De-bugging the Revolution

by stickynote_chan



Series: A French Education on Multilingual Marinette Dupain-Cheng [2]
Category: Miraculous Ladybug
Genre: And it sucks, Angst, Angst and Hurt/Comfort, Emotional Hurt/Comfort, English, Fluff, French, Friendship, Gen, Hurt/Comfort, I don't speak a single one of these languages beware, Mandarin, Multilingual Character, No Beta We Die as Men, Sign Language, Spanish, Tags Are Hard, Wow These Tags Are Depressing, beware bad translation, i spent 20 minutes on it, listen i wanted angst and friendship, the title is a pun, yes - Freeform
Language: English
Status: In-Progress
Published: 2019-08-04
Updated: 2019-08-04
Packaged: 2020-07-31 05:08:48
Rating: General Audiences
Warnings: No Archive Warnings Apply
Chapters: 1
Words: 900
Publisher: archiveofourown.org
Story URL: https://archiveofourown.org/works/20109643
Author URL: https://archiveofourown.org/users/stickynote_chan/pseuds/stickynote_chan
Summary: In École Primaire, Marinette learns to rebuild herself based on passion and not sunshine.

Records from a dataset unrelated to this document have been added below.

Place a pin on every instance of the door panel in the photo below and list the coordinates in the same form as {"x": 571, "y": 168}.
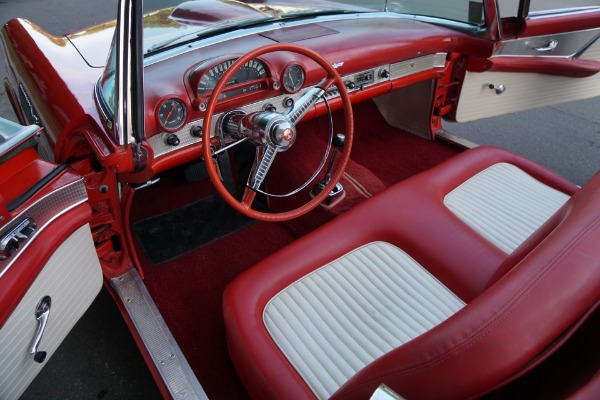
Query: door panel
{"x": 46, "y": 252}
{"x": 542, "y": 66}
{"x": 72, "y": 278}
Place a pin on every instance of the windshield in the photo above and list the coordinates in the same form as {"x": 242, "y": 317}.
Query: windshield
{"x": 181, "y": 22}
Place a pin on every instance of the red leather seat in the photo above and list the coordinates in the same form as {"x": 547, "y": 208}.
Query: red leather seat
{"x": 515, "y": 305}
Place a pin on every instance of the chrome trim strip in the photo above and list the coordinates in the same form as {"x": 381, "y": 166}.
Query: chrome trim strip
{"x": 562, "y": 11}
{"x": 416, "y": 65}
{"x": 160, "y": 343}
{"x": 570, "y": 44}
{"x": 397, "y": 70}
{"x": 43, "y": 212}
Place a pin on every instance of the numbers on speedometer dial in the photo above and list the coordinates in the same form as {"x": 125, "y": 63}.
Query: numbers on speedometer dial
{"x": 250, "y": 71}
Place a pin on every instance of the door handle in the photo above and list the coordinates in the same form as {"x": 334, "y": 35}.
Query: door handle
{"x": 42, "y": 311}
{"x": 549, "y": 47}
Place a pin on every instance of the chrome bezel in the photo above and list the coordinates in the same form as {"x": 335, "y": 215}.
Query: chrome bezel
{"x": 295, "y": 87}
{"x": 159, "y": 120}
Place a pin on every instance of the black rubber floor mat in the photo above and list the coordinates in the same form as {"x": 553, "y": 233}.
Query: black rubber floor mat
{"x": 169, "y": 235}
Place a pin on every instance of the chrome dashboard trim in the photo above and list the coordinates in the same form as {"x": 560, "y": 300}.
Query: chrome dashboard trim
{"x": 183, "y": 49}
{"x": 416, "y": 65}
{"x": 396, "y": 70}
{"x": 43, "y": 212}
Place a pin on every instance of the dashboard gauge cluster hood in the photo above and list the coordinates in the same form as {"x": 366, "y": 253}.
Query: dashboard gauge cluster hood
{"x": 214, "y": 12}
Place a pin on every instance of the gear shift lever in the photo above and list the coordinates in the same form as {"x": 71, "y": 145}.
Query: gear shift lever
{"x": 338, "y": 142}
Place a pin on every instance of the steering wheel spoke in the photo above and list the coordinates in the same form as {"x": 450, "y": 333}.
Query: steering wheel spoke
{"x": 262, "y": 163}
{"x": 272, "y": 132}
{"x": 248, "y": 198}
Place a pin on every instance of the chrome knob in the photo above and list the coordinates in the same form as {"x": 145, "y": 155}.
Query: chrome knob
{"x": 498, "y": 88}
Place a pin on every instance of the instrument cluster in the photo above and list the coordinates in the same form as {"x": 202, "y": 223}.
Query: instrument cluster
{"x": 253, "y": 76}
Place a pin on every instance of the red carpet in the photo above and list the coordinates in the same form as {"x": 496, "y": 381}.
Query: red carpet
{"x": 188, "y": 289}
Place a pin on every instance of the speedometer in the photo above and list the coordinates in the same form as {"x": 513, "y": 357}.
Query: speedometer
{"x": 250, "y": 71}
{"x": 293, "y": 78}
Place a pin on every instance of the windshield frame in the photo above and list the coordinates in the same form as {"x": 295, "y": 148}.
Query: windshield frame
{"x": 110, "y": 103}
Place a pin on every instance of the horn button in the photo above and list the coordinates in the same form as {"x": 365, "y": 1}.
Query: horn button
{"x": 282, "y": 134}
{"x": 268, "y": 128}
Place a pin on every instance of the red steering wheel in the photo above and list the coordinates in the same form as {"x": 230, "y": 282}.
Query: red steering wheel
{"x": 279, "y": 134}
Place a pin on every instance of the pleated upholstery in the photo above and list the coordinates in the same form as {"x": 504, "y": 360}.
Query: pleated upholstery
{"x": 504, "y": 204}
{"x": 341, "y": 317}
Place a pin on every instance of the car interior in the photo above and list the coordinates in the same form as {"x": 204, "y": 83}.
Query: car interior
{"x": 324, "y": 234}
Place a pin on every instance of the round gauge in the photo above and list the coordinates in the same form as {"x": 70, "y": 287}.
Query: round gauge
{"x": 250, "y": 71}
{"x": 171, "y": 114}
{"x": 293, "y": 78}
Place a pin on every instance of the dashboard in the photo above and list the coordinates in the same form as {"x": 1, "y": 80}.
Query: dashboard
{"x": 254, "y": 76}
{"x": 374, "y": 56}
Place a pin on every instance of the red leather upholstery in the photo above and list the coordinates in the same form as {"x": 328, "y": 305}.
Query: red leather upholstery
{"x": 517, "y": 305}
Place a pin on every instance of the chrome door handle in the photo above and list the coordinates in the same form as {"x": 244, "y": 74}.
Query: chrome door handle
{"x": 549, "y": 47}
{"x": 42, "y": 311}
{"x": 498, "y": 88}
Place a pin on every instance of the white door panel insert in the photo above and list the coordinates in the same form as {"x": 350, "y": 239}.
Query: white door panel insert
{"x": 71, "y": 278}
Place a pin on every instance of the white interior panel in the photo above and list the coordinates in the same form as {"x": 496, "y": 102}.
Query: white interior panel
{"x": 72, "y": 278}
{"x": 504, "y": 204}
{"x": 334, "y": 321}
{"x": 524, "y": 91}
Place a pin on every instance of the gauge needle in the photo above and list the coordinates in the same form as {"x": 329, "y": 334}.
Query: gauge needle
{"x": 169, "y": 114}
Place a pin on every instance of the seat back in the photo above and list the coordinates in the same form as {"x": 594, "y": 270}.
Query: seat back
{"x": 548, "y": 283}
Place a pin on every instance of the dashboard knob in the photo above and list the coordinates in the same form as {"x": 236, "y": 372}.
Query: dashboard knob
{"x": 196, "y": 131}
{"x": 8, "y": 247}
{"x": 269, "y": 107}
{"x": 288, "y": 102}
{"x": 171, "y": 139}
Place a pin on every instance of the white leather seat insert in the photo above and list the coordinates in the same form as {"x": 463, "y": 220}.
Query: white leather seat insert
{"x": 504, "y": 204}
{"x": 334, "y": 321}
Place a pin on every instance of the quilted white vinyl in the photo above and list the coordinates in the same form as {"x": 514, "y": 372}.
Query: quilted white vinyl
{"x": 334, "y": 321}
{"x": 504, "y": 204}
{"x": 524, "y": 91}
{"x": 72, "y": 278}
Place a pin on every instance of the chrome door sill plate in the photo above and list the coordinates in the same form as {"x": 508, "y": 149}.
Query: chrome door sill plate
{"x": 168, "y": 358}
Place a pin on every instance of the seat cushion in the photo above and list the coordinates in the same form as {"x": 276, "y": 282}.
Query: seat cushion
{"x": 331, "y": 323}
{"x": 410, "y": 218}
{"x": 504, "y": 204}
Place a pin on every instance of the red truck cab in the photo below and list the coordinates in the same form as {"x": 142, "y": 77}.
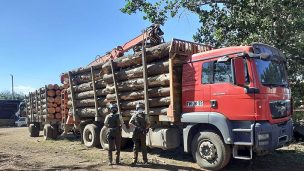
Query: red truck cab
{"x": 242, "y": 95}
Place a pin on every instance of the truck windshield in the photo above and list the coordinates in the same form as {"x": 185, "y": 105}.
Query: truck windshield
{"x": 272, "y": 73}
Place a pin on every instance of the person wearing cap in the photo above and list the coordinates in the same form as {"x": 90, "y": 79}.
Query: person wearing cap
{"x": 113, "y": 123}
{"x": 140, "y": 124}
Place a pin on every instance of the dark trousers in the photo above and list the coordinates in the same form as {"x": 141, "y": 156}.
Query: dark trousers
{"x": 140, "y": 139}
{"x": 114, "y": 140}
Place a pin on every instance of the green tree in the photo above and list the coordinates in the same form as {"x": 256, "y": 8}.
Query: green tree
{"x": 279, "y": 23}
{"x": 7, "y": 95}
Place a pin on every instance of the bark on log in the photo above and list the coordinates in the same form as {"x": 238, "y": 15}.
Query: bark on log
{"x": 155, "y": 102}
{"x": 50, "y": 86}
{"x": 57, "y": 100}
{"x": 152, "y": 111}
{"x": 58, "y": 115}
{"x": 51, "y": 110}
{"x": 90, "y": 112}
{"x": 57, "y": 109}
{"x": 51, "y": 93}
{"x": 155, "y": 92}
{"x": 88, "y": 102}
{"x": 138, "y": 84}
{"x": 85, "y": 69}
{"x": 50, "y": 116}
{"x": 80, "y": 79}
{"x": 153, "y": 69}
{"x": 152, "y": 54}
{"x": 56, "y": 87}
{"x": 88, "y": 94}
{"x": 87, "y": 86}
{"x": 58, "y": 92}
{"x": 50, "y": 99}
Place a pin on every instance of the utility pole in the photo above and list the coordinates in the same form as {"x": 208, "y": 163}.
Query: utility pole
{"x": 13, "y": 95}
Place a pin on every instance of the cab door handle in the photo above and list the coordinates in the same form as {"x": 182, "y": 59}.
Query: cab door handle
{"x": 213, "y": 104}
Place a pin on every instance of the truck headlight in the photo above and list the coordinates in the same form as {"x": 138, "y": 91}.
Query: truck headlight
{"x": 264, "y": 136}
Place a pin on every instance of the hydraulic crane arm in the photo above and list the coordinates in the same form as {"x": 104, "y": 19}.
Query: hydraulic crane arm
{"x": 152, "y": 33}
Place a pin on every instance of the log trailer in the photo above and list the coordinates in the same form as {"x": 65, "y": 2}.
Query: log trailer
{"x": 43, "y": 110}
{"x": 215, "y": 103}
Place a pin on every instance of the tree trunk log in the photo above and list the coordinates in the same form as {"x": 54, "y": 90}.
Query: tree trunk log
{"x": 155, "y": 102}
{"x": 126, "y": 74}
{"x": 88, "y": 103}
{"x": 84, "y": 78}
{"x": 51, "y": 93}
{"x": 152, "y": 54}
{"x": 87, "y": 86}
{"x": 88, "y": 94}
{"x": 155, "y": 92}
{"x": 138, "y": 84}
{"x": 58, "y": 115}
{"x": 90, "y": 112}
{"x": 85, "y": 70}
{"x": 152, "y": 111}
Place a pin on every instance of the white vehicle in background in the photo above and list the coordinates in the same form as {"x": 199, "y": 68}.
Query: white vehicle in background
{"x": 22, "y": 121}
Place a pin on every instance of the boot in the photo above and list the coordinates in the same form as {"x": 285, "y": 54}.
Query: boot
{"x": 110, "y": 157}
{"x": 117, "y": 158}
{"x": 135, "y": 158}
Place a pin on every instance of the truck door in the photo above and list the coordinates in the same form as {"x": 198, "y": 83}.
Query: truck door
{"x": 196, "y": 87}
{"x": 226, "y": 97}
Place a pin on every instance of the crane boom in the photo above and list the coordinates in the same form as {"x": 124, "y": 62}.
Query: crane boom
{"x": 152, "y": 33}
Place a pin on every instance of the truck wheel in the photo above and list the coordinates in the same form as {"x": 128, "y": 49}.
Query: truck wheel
{"x": 103, "y": 138}
{"x": 90, "y": 136}
{"x": 55, "y": 132}
{"x": 34, "y": 130}
{"x": 47, "y": 132}
{"x": 209, "y": 151}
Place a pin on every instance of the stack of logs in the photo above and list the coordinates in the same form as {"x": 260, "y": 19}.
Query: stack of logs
{"x": 45, "y": 103}
{"x": 130, "y": 84}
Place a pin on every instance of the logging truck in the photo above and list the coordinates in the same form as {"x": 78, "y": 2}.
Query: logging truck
{"x": 215, "y": 103}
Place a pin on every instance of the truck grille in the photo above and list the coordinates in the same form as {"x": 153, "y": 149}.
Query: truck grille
{"x": 280, "y": 108}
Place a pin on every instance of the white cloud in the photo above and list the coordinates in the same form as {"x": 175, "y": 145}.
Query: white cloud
{"x": 23, "y": 89}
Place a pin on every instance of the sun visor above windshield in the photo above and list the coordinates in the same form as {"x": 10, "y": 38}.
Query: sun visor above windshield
{"x": 275, "y": 54}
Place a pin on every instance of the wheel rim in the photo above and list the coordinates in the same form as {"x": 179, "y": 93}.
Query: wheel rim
{"x": 207, "y": 150}
{"x": 90, "y": 136}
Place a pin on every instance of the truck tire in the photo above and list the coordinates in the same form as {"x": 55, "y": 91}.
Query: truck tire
{"x": 90, "y": 136}
{"x": 47, "y": 132}
{"x": 103, "y": 138}
{"x": 55, "y": 132}
{"x": 34, "y": 130}
{"x": 209, "y": 151}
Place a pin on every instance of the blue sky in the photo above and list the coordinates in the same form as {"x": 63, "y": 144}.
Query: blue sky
{"x": 40, "y": 39}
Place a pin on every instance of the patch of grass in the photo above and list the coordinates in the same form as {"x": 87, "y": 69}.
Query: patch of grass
{"x": 298, "y": 115}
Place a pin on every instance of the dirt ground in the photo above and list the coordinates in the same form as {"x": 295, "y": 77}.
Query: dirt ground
{"x": 18, "y": 151}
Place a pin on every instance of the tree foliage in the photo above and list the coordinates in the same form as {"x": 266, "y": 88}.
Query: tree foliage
{"x": 7, "y": 95}
{"x": 279, "y": 23}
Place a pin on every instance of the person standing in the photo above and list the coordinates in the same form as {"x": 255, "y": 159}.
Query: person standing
{"x": 140, "y": 124}
{"x": 113, "y": 123}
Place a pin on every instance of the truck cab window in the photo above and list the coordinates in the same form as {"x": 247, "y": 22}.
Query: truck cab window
{"x": 247, "y": 79}
{"x": 207, "y": 73}
{"x": 223, "y": 72}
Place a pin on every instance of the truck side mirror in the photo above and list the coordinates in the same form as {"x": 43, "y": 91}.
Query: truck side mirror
{"x": 239, "y": 70}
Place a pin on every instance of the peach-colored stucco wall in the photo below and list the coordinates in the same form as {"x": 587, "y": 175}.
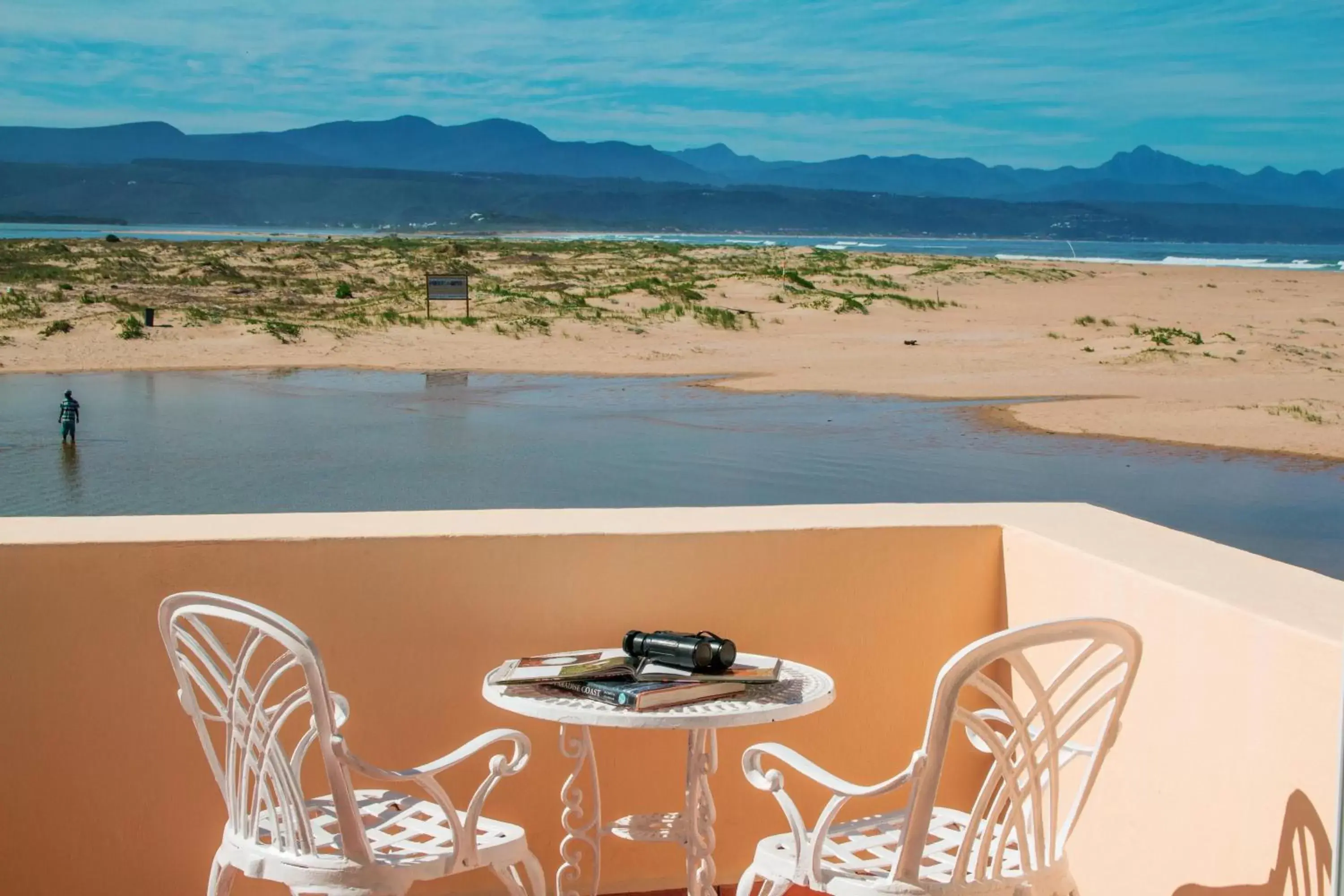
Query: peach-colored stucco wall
{"x": 104, "y": 789}
{"x": 1232, "y": 714}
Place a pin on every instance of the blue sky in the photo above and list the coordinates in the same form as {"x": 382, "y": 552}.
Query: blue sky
{"x": 1038, "y": 82}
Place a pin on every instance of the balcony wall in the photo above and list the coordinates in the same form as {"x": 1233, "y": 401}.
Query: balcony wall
{"x": 105, "y": 789}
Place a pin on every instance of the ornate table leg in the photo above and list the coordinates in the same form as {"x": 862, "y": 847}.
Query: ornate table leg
{"x": 581, "y": 827}
{"x": 702, "y": 761}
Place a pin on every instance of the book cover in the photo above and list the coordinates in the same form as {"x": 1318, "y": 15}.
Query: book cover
{"x": 581, "y": 665}
{"x": 651, "y": 695}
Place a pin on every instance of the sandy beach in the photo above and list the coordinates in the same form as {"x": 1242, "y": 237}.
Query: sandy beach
{"x": 1232, "y": 358}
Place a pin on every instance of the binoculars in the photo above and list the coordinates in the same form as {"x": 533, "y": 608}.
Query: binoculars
{"x": 701, "y": 652}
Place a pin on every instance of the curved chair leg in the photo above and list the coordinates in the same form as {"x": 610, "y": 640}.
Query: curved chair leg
{"x": 511, "y": 879}
{"x": 535, "y": 875}
{"x": 221, "y": 879}
{"x": 746, "y": 882}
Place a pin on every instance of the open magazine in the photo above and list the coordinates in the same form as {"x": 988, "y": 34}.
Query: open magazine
{"x": 597, "y": 665}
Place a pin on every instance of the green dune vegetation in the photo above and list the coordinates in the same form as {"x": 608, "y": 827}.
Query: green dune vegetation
{"x": 518, "y": 287}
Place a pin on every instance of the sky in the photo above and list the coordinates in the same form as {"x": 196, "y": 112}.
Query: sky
{"x": 1021, "y": 82}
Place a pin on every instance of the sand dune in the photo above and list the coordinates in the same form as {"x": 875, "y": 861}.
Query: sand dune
{"x": 1242, "y": 359}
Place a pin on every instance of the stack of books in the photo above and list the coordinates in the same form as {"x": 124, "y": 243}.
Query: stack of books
{"x": 615, "y": 677}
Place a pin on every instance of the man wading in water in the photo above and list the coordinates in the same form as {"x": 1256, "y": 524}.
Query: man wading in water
{"x": 69, "y": 417}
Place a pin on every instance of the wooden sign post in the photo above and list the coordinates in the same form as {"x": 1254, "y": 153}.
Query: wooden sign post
{"x": 447, "y": 288}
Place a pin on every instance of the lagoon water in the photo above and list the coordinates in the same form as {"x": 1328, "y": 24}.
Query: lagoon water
{"x": 275, "y": 441}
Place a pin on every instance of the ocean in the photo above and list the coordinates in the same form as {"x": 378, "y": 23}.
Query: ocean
{"x": 1269, "y": 256}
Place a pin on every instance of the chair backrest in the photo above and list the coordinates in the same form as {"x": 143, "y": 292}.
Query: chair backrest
{"x": 1033, "y": 726}
{"x": 256, "y": 689}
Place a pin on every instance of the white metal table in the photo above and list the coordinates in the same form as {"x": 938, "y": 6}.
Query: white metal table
{"x": 800, "y": 691}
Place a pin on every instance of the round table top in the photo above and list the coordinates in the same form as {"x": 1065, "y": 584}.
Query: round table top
{"x": 800, "y": 691}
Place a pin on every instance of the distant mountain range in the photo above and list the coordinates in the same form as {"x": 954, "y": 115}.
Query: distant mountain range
{"x": 284, "y": 195}
{"x": 1142, "y": 175}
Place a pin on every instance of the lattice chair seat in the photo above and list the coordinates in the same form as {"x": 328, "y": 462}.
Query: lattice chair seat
{"x": 865, "y": 851}
{"x": 402, "y": 829}
{"x": 1011, "y": 840}
{"x": 261, "y": 706}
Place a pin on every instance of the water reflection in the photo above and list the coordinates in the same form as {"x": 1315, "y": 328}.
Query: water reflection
{"x": 70, "y": 470}
{"x": 254, "y": 443}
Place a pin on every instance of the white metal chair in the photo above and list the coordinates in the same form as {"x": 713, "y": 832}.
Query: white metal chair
{"x": 1046, "y": 738}
{"x": 258, "y": 706}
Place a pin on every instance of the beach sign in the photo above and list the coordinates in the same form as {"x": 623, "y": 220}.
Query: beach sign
{"x": 447, "y": 288}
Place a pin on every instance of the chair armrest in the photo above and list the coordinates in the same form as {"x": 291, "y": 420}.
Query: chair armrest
{"x": 773, "y": 780}
{"x": 464, "y": 827}
{"x": 810, "y": 844}
{"x": 522, "y": 750}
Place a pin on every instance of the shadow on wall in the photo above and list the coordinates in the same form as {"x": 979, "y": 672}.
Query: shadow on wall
{"x": 1303, "y": 867}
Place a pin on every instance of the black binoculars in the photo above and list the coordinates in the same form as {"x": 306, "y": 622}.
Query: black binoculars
{"x": 701, "y": 652}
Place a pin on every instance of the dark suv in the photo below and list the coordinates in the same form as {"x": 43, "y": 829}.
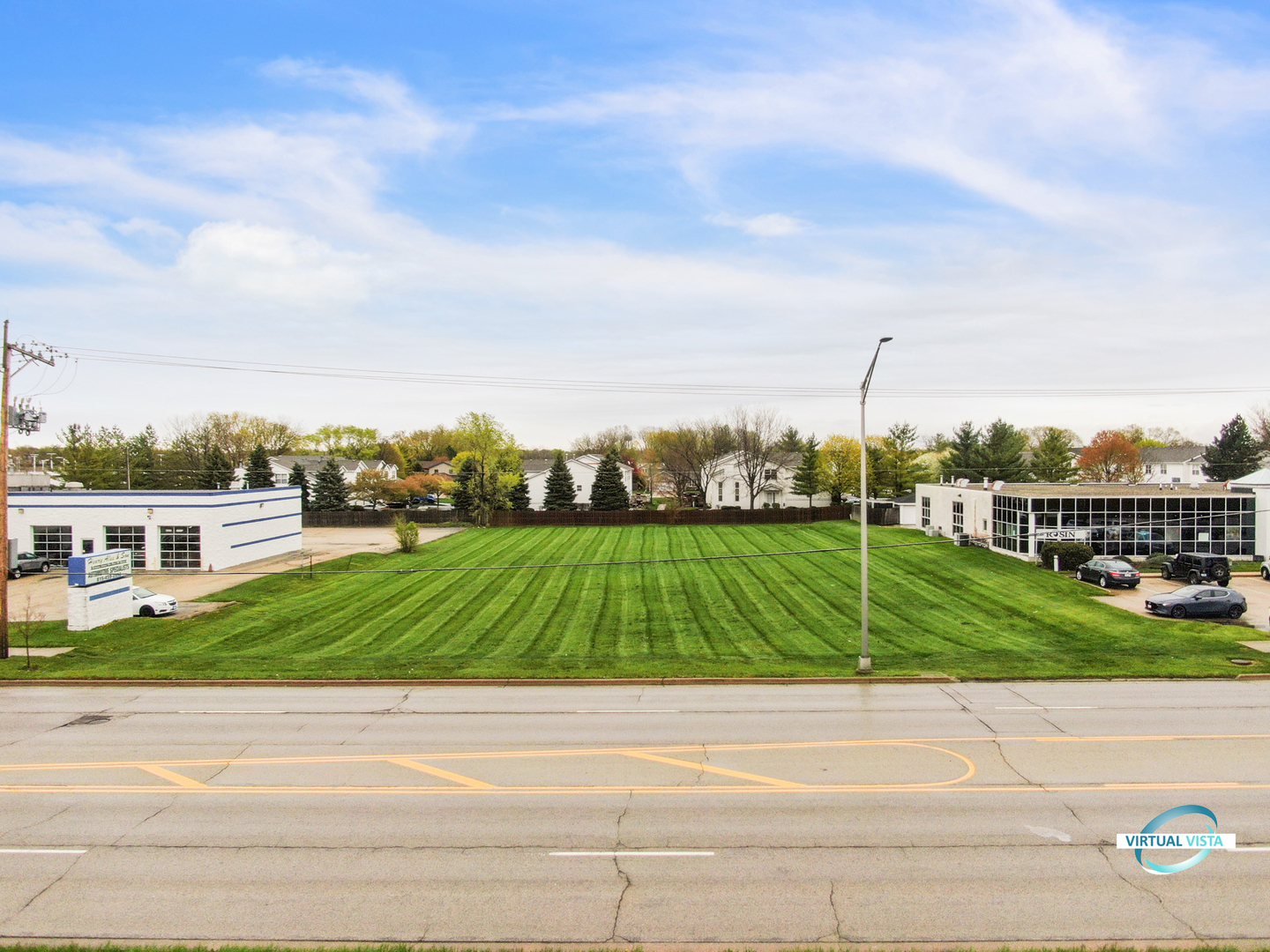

	De-bugging the Revolution

Distance makes the heart grow fonder. It only makes Marinette’s collapse.

Her first year (or cours préparatoire) in École Primaire is a series of heartbreak after heartbreak as Chloé turns angrier and meaner. Every spoken word a stomp on Marinette’s heart and every cruel twist of her lips her a stab to Marinette’s soul.

Chloé flounces from their group with a sneer and cruel words. She slaps Rose’s hand, rips Ivan’s card and pushes Nino when he rises up to tell her off. The maître gives her detention and Chloé calls up her father. After that, the maître doesn’t do anything but Chloé doesn’t destroy their things or use her hands anymore. She doesn’t need to do that to hurt them.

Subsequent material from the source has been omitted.